Administration plans for new academic building
March 8, 2010
Contributed photo: This virtual image depicts the proposed Center for Academic Engagement.
Mercyhurst’s business, communication, graphic design, hospitality and intelligence majors will soon have a new home.
Groundbreaking could begin as soon as 2012 for a new academic building on Mercyhurst’s main campus that would house three of the college’s majors, as well as an auditorium and meeting room for visiting conferences and lectures.
College administrators are currently researching site possibilities and fund raising toward the building’s total projected cost of $10 million.
Dr. David Livingston, Mercyhurst’s vice president of advancement, said that $6 million of the ongoing $50 million capital campaign will help fund its construction.
Potential site plans now consist of either demolishing the Warde Townhouses and building the structure adjacent to the bookstore or relocating the maintenance building, which would offer a prime spot for an academic center at the front of campus.
“The idea behind the first site would be to close off the quad between Hirt and Zurn,” Livingston said. “We’re still looking into the possibility of the second option (on the Maintenance site).”
The building is currently projected to have four floors of approximately 9,000 square feet each.
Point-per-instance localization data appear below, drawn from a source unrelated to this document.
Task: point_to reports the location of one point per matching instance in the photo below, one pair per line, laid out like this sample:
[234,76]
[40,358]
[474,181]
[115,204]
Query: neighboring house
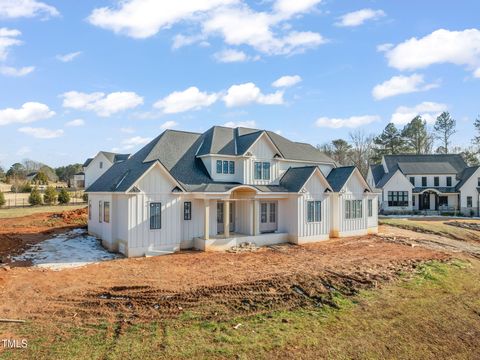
[95,167]
[429,183]
[214,190]
[77,181]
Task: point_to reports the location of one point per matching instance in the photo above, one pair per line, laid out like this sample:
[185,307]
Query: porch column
[226,218]
[255,212]
[206,230]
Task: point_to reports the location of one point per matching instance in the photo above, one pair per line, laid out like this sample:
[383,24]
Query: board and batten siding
[155,187]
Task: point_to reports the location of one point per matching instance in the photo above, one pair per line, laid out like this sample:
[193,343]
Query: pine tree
[416,136]
[444,128]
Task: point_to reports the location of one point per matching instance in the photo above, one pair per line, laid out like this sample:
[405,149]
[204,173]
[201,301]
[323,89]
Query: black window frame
[155,225]
[424,181]
[187,210]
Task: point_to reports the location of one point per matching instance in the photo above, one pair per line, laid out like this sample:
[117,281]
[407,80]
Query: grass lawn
[17,212]
[434,315]
[433,227]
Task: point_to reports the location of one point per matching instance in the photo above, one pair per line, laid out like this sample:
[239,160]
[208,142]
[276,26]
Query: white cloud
[351,122]
[75,123]
[127,130]
[102,104]
[230,55]
[287,81]
[427,110]
[248,93]
[12,71]
[357,18]
[248,124]
[441,46]
[168,125]
[41,133]
[12,9]
[189,99]
[69,57]
[29,112]
[401,85]
[134,142]
[8,38]
[233,20]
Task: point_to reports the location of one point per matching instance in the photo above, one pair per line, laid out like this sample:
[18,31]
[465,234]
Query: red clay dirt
[18,234]
[207,285]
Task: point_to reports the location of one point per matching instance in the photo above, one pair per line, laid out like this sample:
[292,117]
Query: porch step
[151,253]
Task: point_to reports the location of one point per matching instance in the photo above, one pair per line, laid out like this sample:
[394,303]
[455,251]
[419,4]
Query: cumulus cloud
[189,99]
[41,133]
[29,112]
[102,104]
[401,85]
[351,122]
[16,72]
[357,18]
[230,55]
[427,110]
[248,93]
[233,20]
[248,124]
[75,123]
[441,46]
[12,9]
[286,81]
[68,57]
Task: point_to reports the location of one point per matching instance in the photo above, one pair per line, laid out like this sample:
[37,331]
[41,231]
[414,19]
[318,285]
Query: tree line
[414,138]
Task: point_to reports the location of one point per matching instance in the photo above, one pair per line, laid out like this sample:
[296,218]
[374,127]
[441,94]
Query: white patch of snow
[72,249]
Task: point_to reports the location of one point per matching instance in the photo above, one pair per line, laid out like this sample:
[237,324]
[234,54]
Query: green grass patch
[434,314]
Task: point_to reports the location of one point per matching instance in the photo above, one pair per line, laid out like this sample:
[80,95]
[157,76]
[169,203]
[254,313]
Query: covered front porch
[434,199]
[243,214]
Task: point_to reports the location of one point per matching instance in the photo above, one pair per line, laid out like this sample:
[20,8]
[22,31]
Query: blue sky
[77,77]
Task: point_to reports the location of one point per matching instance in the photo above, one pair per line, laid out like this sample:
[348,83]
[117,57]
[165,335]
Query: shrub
[35,197]
[50,196]
[63,196]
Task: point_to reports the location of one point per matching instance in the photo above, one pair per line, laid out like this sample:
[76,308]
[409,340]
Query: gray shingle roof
[178,152]
[426,164]
[339,176]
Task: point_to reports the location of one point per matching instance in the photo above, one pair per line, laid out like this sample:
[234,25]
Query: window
[449,181]
[187,210]
[263,213]
[353,209]
[106,212]
[314,212]
[398,198]
[262,171]
[155,216]
[442,201]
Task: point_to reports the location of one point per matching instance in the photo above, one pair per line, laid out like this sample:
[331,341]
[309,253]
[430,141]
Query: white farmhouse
[428,183]
[214,190]
[95,167]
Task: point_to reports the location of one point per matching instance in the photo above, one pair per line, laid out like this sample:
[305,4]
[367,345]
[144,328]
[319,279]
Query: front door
[268,216]
[220,218]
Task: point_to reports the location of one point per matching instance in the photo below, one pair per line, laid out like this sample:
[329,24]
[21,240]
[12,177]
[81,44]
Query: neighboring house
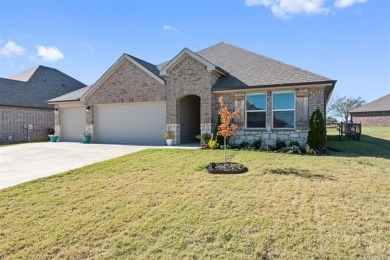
[134,101]
[24,112]
[375,113]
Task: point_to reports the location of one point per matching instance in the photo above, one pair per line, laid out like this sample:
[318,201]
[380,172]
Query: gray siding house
[134,101]
[24,113]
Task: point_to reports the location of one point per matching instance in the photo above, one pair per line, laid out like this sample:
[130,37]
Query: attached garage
[72,123]
[130,123]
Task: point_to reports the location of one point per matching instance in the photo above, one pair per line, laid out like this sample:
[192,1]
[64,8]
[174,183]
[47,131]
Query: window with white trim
[256,110]
[283,110]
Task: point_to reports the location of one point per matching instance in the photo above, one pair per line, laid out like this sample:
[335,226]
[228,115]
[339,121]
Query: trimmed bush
[316,138]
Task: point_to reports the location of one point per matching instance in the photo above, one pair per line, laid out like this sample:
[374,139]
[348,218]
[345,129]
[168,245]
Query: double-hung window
[256,110]
[283,110]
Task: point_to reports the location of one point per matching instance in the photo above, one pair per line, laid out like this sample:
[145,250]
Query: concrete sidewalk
[24,162]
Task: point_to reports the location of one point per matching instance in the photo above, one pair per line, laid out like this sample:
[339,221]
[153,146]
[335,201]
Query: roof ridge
[268,58]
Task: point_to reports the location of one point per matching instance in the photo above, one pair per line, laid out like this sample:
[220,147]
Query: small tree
[342,106]
[216,129]
[226,127]
[316,138]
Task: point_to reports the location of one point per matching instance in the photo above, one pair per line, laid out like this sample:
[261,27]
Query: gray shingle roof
[249,69]
[24,75]
[149,66]
[245,69]
[381,104]
[72,96]
[33,87]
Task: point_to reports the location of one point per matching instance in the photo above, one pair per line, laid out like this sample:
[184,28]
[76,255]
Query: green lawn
[161,204]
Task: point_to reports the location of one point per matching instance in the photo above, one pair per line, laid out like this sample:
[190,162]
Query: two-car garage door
[130,123]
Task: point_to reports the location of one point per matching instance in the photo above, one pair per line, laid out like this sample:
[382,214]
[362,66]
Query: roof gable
[31,88]
[147,67]
[210,66]
[249,69]
[380,104]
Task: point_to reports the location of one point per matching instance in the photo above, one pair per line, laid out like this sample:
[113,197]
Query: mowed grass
[161,204]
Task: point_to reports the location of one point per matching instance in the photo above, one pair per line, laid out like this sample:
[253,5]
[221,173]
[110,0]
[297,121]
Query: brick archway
[189,118]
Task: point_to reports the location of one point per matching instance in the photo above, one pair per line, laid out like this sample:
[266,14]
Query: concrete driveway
[26,162]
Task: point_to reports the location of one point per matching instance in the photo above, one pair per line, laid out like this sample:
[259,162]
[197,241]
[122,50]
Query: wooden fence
[351,130]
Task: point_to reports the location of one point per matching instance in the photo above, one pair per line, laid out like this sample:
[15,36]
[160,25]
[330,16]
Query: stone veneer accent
[189,77]
[126,84]
[380,118]
[14,119]
[307,100]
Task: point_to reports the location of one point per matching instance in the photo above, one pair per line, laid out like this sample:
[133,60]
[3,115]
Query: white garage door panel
[133,123]
[72,121]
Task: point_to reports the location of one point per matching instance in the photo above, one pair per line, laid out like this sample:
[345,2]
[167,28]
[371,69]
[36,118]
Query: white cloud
[288,8]
[87,46]
[347,3]
[11,48]
[169,28]
[50,53]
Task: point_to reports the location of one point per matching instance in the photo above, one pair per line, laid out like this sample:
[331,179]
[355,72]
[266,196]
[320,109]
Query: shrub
[204,138]
[213,144]
[280,144]
[316,138]
[244,145]
[257,144]
[292,149]
[293,143]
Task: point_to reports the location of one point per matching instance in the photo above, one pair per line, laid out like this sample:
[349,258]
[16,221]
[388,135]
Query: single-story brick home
[134,101]
[24,113]
[375,113]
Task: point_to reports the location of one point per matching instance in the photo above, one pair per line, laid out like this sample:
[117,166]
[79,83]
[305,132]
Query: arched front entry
[189,119]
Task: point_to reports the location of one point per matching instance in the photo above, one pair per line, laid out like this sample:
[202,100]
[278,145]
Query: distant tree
[227,128]
[316,138]
[331,120]
[342,106]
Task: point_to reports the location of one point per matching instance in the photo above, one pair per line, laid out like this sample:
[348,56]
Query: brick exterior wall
[189,77]
[380,118]
[311,98]
[13,121]
[127,84]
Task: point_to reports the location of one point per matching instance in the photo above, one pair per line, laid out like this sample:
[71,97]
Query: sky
[344,40]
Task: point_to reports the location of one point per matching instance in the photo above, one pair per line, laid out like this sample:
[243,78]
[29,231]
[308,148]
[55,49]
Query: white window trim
[295,116]
[256,111]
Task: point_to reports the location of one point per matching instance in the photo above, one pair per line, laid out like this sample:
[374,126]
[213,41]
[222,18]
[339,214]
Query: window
[283,110]
[256,109]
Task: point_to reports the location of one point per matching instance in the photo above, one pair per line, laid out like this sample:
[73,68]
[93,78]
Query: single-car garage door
[130,123]
[72,123]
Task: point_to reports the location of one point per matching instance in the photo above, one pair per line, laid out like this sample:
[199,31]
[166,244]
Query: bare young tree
[342,106]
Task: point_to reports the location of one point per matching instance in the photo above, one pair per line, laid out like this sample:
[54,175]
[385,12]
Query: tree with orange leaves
[227,127]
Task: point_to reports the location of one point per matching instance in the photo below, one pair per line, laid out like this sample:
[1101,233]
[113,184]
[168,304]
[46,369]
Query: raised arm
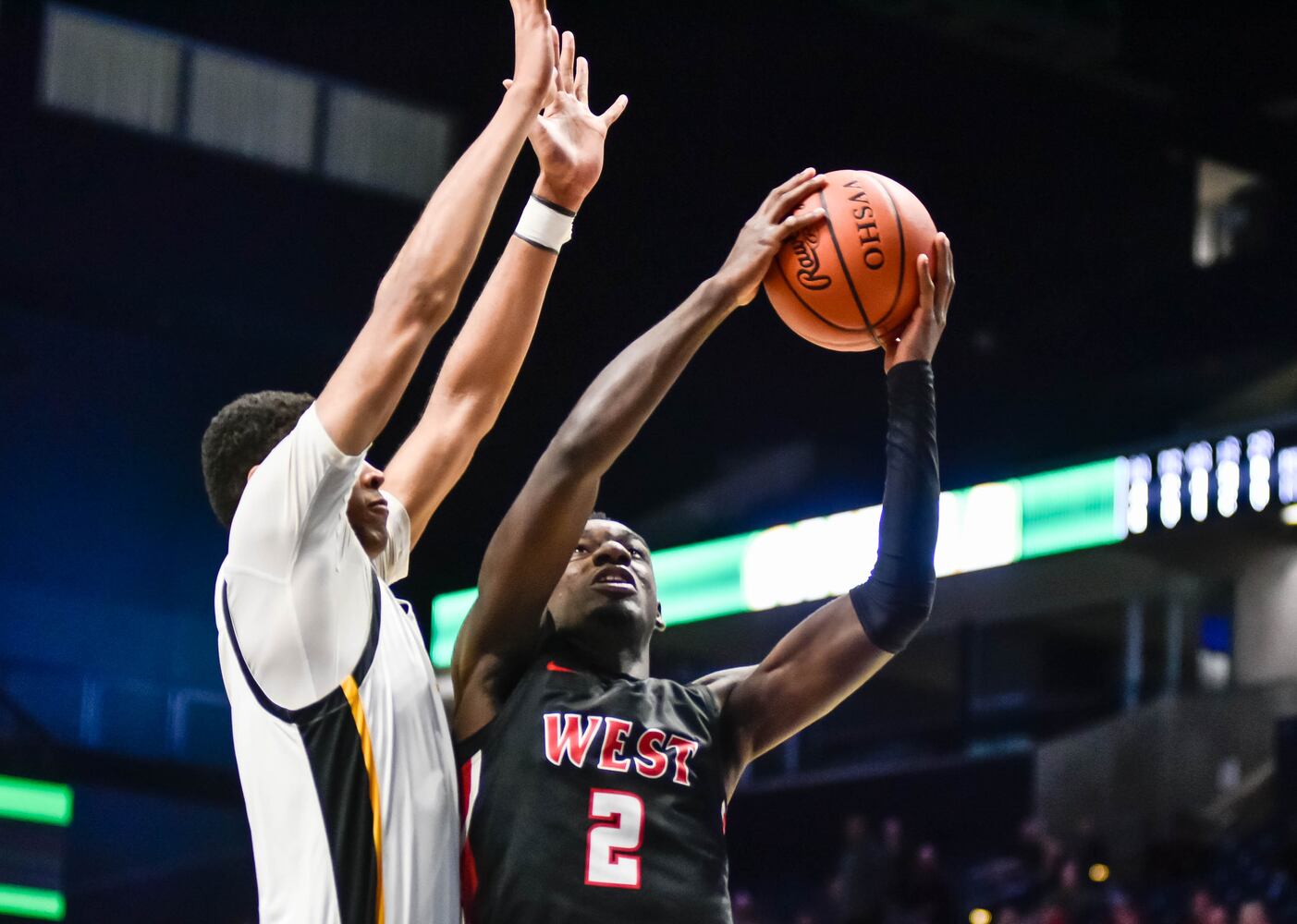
[484,360]
[832,652]
[421,288]
[533,543]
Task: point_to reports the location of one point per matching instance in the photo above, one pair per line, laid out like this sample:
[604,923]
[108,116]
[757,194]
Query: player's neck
[605,660]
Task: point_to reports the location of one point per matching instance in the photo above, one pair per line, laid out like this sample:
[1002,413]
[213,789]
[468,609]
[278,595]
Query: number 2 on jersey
[610,858]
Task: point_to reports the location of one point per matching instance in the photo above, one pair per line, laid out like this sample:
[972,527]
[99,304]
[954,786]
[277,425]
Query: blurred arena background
[1100,723]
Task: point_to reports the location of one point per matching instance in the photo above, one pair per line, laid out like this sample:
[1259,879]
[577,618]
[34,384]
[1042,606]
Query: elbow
[573,451]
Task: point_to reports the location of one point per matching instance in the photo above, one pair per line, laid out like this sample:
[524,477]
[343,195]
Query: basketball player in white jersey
[341,741]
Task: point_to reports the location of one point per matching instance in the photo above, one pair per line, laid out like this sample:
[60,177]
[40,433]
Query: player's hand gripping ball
[850,283]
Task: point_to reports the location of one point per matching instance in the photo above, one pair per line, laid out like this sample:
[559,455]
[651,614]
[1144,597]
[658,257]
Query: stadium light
[984,527]
[981,527]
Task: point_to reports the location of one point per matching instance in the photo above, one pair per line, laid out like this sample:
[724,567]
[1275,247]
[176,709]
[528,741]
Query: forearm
[432,264]
[898,596]
[473,383]
[620,399]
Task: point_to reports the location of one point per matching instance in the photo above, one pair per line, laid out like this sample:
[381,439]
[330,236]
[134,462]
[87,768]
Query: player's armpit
[812,669]
[523,563]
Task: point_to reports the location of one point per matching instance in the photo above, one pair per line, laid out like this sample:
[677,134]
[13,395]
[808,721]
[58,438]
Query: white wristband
[544,225]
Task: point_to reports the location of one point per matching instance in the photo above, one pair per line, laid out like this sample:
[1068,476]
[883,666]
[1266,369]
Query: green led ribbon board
[988,525]
[35,801]
[981,527]
[39,904]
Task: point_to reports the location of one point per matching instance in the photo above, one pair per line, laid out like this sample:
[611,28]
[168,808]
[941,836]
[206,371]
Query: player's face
[367,511]
[608,590]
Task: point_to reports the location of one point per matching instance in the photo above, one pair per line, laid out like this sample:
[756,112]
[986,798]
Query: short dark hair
[240,435]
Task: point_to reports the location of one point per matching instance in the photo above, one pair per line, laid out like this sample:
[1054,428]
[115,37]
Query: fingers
[926,286]
[615,110]
[946,275]
[789,200]
[789,183]
[567,64]
[582,79]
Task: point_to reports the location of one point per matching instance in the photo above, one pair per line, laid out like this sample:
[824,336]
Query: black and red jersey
[595,797]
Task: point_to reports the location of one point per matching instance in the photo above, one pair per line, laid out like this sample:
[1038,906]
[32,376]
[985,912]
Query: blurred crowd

The greatest need for a new structure arose within the past two years, partly because of an increase in students but also due to the Intelligence Studies Department’s growth since its inception in 1992.
Vice President for Academic Affairs Dr. Phil Belfiore said the building’s main purposes will be to showcase the college’s already well-known intelligence program and to construct a building uniquely consistent not only with Mercyhurst’s education style, but in appearance as well.
“We could build big boxes of buildings and just put tons of classrooms in them,” Belfiore said. “That’s cool because it meets (the need for more space), but it doesn’t get faculty and students engaged in their disciplines.”
The new classrooms would represent “fusion centers,” as Livingston termed them, where intelligence faculty and students can monitor and process incoming data streams from around the world.
These fusion centers would not be limited only to intelligence or even business and communication majors.
“Faculty in any discipline would be able to use a fusion center for a seminar-type course for upperclassmen,” Livingston said. “It is an investment in what we believe is the future of education, which is much more interactive.”
Business and intelligence majors currently comprise 25 percent of Mercyhurst’s student body, which also helped to precipitate the need for a new building.
“Sometimes, we have these programs that have some national recognition to them, and the assumption is they can go about doing their business and remain at the top,” Belfiore said. “Our Intel Department is only at the top until other people start catching up to them.”
The current Center for Intelligence Studies, 3928 Wayne Street, was built as a U.S. post office in 1968—originally not as a part of campus property—and comprises more than 11,000 square feet of classroom and office space.
In 1994, Mercyhurst committed to a 15-year lease for the building from Baldwin Brothers, Inc., at approximately $113,000 annually, according to Tom Billingsley, the college’s vice president of administration.
The college renewed the building lease in 2009 on a five-year lease with an option for five more.
“What would we do with that building? Hard to say,” Livingston said. “We always need more space here.”
The estimated 36,000-square-foot new building would feature a small auditorium with seating for about 150 people, along with an atrium, dining room, kitchen and three classrooms—all on the first floor. The Audrey Hirt Academic Center is 55,000 square feet.
The second floor, likely to house the communication and graphic design departments, would consist of two classrooms and studio space.
Belfiore said it is still uncertain whether the entire Walker School of Business would be relocated to this building from its current area on the third floor of Preston Hall.
The Intelligence Studies Department will reside largely on the new building’s third floor, with seven proposed office areas and two to three fusion center laboratories.
On the building’s lower level, which would actually stand above ground, the hospitality management department would have offices and also occupy space on the first floor to prepare meals in the atrium dining area.
A portion of the building would also give the Evelyn Lincoln Institute for Ethics & Society a permanent home on campus.
The building, tentatively titled as the “Center for Academic Engagement,” will likely not move forward until a major donor offers a naming gift worth at least $4 million.
Contributed photo
“It is a tough market to raise big dollars in,” Livingston said candidly. “It is challenging to get those very high-end gifts, and that’s been true across the country.”
Still, the college expects to complete fundraising for the building by summer 2011, with groundbreaking beginning shortly thereafter.
Those dates, however, are not set in stone, according to Livingston.
“If someone walked in with $5 million tomorrow,” he said with a smile, “then that might move ahead.”